The United States food and drug administration regulatory process

Since 1976, the FDA has been responsible for ensuring the safety of medical devices sold to consumers. This responsibility was established when the Federal Food, Drug, and Cosmetic Act was amended to include medical devices (36). According to this act, a device is any “instrument, apparatus, implement, machine, contrivance, implant, in vitro reagent, or other similar or related article, including any component, part, or accessory” which meets the conditions of being: 1) recognized in the official National Formulary, the United States Pharmacopeia, or any supplement to them; 2) intended for use in the diagnosis of disease or other conditions, or in the cure, mitigation, treatment, or prevention of disease in humans or other animals; or 3) intended to affect the structure or any function of the body of humans or other animals, and does not achieve its primary intended purposes through chemical action within or on the body of humans or other animals nor is dependent on being metabolized to achieve its primary intended purposes (37). Medical devices are regulated by the Center for Devices and Radiological Health (38).

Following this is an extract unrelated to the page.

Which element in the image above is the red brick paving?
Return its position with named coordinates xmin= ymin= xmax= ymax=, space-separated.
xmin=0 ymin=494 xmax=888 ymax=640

Most medical devices on the market are consecutive iterations of previous devices that have already been approved. However, if a device is completely new, it usually goes through the process of being built as a prototype and patented followed by evaluation on preclinical animal models (36). This process is cyclical with many different changes being required as the testing procedure continues and can take 2-3 years as well as $10-20 million in cost. This process is only the preclinical stage for a completely novel device and is required before it can be used in clinical trials (36).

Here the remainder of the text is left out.